Le projet LPP21 abordé par le Conseil national en décembre reprenait point par point le « compromis des partenaires sociaux » élaboré en 2019. Une baisse brutale et massive du taux de conversion (de 6,8% à 6 d’un seul coup), entraînant une baisse des rentes d’environ 12%. Baisse partiellement compensée par une forte augmentation de la capitalisation (cotiser beaucoup plus pour simplement maintenir le niveau de sa rente) et par l’introduction d’un supplément de rente financé solidairement (un peu comme dans l’AVS, les revenus élevés cotisent davantage).
Mais la droite s’est montrée très arrogante et a méthodiquement détricoté un compromis déjà totalement inacceptable. Le supplément de rente financé solidairement a été balayé. La droite ne veut pas d’une mini-AVS dans le 2e pilier. Elle le remplace par un supplément médiocre basé sur le principe de l’imputation. Ne pourront en bénéficier que les personnes dont le niveau de rentes ne dépasse pas le minimum LPP, ou ne le dépasse que de très peu. Cela ne concernera qu’une minorité.
Le conseil national a voté deux autres mesures provoquant un renforcement de la capitalisation. Il augmente la partie du salaire obligatoirement assurée et abaisse le seuil d’accès au 2e pilier à 12’548 francs (au lieu de 21’330). La Verte Léonore Porchet applaudit en signalant « qu’il est primordial de permettre aux femmes et aux travailleuses à temps partiel de profiter du 2e pilier ». Elle ne perçoit pas que la capitalisation ne profite qu’aux revenus supérieurs. La droite met encore une couche anti-jeune en faisant débuter l’obligation de cotiser à 20 ans (25 actuellement) et en augmentant la cotisation de 7 à 9% jusqu’à 35 ans.
Le compromis que l’Union syndicale suisse avait élaboré avec l’Union patronale est flingué, il n’en reste pratiquement plus que la baisse massive du taux de conversion. Pierre-Yves Maillard est dépité : »Le mépris pour l’Union patronale suisse est total – je suis choqué de voir la manière dont cette organisation est traitée par les partis de droite ». Au nom du groupe socialiste, Barbara Gysi réagit :« Nous ne soutenons la baisse du taux de conversion à 6% que dans le cadre du compromis des partenaires sociaux. Mais la situation a changé. C’est pourquoi nous soutiendrons la proposition de la collègue Prezioso et plaiderons pour 6,4% ». La proposition d’EàG de coupler une baisse modérée du taux de conversion à l’introduction d’un supplément de rente financé solidairement a été rejeté par 126 voix contre 61, dans le cadre d’un classique vote gauche-droite.

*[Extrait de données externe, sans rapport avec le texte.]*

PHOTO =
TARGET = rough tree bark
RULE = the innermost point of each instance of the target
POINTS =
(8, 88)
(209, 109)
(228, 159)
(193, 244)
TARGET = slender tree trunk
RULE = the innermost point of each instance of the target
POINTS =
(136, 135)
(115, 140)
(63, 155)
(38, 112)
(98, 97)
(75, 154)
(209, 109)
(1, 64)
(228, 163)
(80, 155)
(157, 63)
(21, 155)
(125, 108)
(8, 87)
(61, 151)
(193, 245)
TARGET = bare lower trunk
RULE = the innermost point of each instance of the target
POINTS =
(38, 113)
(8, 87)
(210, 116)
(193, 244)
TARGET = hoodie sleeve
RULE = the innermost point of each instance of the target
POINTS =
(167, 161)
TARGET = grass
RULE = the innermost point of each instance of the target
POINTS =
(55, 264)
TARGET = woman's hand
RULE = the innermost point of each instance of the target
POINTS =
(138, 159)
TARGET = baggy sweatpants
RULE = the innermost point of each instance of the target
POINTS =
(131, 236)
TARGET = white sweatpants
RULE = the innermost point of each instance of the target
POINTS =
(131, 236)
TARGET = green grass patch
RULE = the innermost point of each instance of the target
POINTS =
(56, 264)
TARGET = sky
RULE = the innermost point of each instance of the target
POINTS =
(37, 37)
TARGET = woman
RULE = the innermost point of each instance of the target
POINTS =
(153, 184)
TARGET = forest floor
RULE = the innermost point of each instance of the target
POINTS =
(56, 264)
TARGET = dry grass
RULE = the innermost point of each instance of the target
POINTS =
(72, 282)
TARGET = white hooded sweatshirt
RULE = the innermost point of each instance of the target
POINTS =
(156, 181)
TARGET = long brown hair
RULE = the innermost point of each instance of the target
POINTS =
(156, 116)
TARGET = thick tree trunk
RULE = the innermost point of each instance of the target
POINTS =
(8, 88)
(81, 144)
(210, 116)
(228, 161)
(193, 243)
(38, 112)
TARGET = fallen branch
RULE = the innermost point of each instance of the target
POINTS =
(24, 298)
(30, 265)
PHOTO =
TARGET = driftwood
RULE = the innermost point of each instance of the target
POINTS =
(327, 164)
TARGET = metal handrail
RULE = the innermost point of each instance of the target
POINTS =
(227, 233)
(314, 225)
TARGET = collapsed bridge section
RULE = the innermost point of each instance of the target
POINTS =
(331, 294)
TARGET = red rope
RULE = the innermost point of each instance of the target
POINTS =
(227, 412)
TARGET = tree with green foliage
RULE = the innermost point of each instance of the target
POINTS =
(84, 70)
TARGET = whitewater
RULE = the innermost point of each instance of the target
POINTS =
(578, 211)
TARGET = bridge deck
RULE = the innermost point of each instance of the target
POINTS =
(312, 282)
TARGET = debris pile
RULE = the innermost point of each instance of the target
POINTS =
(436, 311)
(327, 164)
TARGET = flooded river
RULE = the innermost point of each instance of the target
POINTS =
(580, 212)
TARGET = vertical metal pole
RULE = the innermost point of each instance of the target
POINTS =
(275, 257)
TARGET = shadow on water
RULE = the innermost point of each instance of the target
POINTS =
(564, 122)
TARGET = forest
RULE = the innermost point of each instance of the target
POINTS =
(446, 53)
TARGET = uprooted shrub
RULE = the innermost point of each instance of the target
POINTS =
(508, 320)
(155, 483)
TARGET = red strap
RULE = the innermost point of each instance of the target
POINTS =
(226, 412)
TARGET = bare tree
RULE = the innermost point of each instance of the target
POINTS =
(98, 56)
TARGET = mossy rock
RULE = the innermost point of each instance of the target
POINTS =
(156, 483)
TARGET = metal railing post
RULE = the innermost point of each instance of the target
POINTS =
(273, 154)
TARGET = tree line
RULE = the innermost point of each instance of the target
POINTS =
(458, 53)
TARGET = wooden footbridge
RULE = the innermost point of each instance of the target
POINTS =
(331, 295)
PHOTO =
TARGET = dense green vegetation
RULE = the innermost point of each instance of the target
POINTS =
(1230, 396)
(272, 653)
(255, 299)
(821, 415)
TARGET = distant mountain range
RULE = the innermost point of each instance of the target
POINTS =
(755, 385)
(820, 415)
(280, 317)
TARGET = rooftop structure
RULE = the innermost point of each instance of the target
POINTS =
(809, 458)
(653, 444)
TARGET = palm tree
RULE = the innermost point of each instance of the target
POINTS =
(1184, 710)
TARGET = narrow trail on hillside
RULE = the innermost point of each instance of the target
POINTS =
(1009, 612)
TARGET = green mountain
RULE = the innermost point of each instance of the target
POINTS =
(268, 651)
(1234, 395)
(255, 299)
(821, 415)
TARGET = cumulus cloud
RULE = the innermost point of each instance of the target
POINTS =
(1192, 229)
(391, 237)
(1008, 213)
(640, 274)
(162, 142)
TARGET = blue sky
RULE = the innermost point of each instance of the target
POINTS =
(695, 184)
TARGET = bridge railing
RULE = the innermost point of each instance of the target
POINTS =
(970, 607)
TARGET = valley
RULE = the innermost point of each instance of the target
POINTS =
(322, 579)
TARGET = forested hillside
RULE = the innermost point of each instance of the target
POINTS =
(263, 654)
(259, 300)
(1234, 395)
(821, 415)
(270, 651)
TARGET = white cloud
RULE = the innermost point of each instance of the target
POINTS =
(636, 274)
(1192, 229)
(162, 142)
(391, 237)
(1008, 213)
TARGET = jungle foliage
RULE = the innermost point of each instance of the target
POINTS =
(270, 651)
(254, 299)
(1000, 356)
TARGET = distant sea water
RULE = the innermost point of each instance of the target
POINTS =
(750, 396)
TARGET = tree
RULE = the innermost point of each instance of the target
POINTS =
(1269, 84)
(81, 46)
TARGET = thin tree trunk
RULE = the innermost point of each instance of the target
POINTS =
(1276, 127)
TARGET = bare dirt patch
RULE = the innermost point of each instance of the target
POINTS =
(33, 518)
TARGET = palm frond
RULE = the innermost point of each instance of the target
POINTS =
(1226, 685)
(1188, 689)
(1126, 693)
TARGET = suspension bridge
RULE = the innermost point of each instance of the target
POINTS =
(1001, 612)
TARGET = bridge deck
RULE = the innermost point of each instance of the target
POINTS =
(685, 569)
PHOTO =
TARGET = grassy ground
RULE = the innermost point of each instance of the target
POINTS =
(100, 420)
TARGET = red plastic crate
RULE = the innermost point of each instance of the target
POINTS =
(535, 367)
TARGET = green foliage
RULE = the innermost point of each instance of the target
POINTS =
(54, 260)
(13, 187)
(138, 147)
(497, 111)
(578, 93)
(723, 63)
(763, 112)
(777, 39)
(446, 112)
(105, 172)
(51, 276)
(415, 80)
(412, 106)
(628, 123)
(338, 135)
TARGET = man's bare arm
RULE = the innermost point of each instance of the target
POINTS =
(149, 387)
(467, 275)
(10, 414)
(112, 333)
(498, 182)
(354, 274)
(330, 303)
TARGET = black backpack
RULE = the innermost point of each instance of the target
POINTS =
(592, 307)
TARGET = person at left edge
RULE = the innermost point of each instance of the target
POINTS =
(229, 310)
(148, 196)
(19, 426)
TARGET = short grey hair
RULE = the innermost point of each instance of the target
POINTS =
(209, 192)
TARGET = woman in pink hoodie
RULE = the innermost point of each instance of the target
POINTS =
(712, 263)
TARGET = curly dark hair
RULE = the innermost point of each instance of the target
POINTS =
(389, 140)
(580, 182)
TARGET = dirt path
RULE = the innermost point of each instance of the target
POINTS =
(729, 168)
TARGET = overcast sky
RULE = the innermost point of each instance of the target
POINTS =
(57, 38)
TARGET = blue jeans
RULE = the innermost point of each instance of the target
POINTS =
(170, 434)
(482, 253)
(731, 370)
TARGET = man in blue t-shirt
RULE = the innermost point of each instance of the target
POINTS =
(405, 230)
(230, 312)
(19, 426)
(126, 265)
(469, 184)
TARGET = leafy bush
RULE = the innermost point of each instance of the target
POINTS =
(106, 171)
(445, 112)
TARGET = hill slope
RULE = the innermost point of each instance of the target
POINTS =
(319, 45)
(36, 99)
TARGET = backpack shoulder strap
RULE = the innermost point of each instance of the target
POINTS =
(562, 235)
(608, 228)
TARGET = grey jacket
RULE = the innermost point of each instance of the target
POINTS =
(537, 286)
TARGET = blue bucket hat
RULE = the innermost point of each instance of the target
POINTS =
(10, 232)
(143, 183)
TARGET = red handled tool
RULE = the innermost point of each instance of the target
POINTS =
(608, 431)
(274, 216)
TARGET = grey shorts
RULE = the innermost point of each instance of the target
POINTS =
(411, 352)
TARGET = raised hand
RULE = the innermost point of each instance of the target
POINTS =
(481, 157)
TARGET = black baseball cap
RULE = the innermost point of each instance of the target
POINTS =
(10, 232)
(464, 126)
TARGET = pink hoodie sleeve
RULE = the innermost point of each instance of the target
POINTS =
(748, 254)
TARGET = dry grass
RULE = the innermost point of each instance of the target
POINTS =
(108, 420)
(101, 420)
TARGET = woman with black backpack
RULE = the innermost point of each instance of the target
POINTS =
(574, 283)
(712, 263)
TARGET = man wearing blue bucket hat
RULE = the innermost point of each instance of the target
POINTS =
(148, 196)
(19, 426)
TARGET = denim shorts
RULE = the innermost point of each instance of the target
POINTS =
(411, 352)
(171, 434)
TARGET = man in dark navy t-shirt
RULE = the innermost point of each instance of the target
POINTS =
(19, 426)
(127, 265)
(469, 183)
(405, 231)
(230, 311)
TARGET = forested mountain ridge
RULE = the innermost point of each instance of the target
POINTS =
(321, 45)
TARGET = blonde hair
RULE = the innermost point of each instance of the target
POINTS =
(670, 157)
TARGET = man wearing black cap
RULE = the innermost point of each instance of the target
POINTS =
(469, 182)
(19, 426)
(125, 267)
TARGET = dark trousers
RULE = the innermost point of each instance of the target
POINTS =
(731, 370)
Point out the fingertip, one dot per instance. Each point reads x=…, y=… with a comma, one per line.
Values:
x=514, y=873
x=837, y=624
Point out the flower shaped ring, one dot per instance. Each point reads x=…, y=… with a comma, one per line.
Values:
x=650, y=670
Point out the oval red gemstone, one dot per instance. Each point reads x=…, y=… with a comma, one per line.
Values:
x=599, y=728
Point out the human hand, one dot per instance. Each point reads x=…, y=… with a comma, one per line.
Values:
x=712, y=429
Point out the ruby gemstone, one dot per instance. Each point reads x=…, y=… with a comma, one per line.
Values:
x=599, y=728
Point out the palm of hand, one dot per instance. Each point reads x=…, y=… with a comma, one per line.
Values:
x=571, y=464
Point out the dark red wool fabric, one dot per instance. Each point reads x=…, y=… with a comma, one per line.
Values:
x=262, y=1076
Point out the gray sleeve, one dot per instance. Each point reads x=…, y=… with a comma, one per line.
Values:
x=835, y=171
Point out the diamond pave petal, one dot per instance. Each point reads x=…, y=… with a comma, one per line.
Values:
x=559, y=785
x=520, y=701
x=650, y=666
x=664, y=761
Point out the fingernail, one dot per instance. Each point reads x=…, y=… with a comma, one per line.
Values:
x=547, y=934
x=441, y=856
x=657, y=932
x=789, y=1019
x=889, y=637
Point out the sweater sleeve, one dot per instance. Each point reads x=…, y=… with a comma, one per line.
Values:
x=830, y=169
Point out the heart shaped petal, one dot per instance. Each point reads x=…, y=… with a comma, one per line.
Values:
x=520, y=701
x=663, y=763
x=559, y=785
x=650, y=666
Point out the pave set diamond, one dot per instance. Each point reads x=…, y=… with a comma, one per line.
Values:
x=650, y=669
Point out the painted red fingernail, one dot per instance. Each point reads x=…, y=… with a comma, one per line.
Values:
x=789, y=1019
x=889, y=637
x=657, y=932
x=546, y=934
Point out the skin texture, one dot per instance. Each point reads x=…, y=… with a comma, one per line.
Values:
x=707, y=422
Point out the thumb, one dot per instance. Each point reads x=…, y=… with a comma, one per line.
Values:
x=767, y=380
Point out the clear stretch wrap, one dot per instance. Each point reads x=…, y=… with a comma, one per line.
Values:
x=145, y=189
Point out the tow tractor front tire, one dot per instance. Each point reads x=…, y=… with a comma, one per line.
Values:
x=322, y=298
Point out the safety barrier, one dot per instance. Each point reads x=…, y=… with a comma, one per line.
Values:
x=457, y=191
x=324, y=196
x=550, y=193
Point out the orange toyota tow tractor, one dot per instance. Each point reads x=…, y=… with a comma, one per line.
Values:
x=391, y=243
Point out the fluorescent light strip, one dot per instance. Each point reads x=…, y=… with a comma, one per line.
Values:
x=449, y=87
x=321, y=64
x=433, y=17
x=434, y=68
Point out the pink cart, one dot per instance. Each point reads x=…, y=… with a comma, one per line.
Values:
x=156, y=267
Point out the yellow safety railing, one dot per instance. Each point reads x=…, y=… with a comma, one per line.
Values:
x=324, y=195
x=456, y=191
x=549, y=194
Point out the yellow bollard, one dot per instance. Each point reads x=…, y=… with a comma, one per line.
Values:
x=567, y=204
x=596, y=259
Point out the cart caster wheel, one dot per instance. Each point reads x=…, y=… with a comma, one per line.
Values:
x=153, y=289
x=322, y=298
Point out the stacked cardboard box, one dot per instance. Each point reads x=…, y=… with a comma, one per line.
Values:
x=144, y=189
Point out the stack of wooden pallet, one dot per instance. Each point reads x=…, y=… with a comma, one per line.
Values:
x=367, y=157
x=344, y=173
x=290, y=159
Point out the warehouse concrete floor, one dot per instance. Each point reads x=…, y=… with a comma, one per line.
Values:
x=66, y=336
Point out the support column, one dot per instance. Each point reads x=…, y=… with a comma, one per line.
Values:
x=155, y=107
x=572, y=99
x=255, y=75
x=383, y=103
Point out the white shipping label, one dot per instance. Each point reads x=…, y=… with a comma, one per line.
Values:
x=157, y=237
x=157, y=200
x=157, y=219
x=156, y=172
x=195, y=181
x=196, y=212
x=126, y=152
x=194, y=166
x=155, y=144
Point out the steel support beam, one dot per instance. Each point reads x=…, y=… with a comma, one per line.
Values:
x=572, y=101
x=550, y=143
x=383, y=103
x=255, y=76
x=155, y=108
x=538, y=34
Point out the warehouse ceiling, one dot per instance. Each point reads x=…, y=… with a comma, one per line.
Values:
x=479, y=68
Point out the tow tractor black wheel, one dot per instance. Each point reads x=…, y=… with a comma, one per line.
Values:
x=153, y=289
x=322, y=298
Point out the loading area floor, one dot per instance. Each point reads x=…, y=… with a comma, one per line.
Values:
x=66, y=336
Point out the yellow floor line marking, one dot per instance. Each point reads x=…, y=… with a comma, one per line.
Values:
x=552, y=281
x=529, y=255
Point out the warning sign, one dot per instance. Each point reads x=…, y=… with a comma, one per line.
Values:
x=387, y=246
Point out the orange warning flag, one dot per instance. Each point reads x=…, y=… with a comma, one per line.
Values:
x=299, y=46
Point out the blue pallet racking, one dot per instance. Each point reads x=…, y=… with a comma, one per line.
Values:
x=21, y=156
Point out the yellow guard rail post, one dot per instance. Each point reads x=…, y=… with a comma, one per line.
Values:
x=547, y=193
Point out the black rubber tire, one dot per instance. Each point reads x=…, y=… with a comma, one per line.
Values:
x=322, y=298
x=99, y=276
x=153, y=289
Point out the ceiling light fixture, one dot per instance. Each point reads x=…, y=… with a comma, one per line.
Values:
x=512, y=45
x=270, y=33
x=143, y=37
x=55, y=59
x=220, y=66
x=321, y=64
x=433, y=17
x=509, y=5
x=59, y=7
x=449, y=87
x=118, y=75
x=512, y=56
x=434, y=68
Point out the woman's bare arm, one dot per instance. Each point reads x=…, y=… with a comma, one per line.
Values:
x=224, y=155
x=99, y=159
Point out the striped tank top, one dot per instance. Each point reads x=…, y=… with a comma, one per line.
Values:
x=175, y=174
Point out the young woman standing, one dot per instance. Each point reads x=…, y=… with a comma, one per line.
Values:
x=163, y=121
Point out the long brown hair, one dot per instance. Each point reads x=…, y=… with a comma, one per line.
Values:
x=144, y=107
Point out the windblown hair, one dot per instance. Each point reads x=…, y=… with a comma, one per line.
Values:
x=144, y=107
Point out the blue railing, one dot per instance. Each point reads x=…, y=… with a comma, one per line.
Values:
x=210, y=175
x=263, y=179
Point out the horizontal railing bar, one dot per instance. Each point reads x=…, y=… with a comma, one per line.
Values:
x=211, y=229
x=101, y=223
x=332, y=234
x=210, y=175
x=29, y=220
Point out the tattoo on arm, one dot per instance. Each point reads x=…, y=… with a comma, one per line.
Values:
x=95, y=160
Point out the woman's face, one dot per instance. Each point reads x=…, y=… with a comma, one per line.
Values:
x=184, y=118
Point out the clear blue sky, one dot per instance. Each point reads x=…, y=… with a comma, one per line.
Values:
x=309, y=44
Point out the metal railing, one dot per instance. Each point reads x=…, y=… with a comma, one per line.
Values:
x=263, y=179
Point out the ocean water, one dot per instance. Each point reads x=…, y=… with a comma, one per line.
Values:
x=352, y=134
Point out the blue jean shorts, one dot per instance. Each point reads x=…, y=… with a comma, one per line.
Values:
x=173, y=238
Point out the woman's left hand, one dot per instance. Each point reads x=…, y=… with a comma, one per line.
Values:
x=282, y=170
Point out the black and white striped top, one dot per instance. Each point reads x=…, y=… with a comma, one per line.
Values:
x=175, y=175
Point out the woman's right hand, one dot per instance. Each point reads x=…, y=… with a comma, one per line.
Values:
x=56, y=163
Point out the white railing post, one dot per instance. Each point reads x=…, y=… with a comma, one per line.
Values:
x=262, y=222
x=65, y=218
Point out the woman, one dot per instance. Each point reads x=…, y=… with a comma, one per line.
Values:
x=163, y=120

Il y aura donc probablement, comme contre AVS21, un référendum largement soutenu par la gauche et les syndicats contre LPP21. On voit mal en effet comment le Conseil des Etats pourrait l’année prochaine remettre en selle le compromis dit des partenaires-sociaux. C’est bien ce qui désole Alain Berset, qui prévient que sans réforme convenable du 2e pilier, « il sera encore plus difficile de réunir une majorité pour la réforme du 1er pilier ».
Les choses sont désormais relativement claires : le préalable à une réforme des retraites favorable à la majorité de la population, c’est la chute d’AVS21 et de LPP21 en votation populaire. Nous devons coupler notre refus à AVS21 et à la LPP21 avec la seule option possible, juste, solidaire et écologique : l’intégration du 2e pilier à l’AVS. Nous déposerons une initiative parlementaire à ce sujet lors de la session de mars 2022.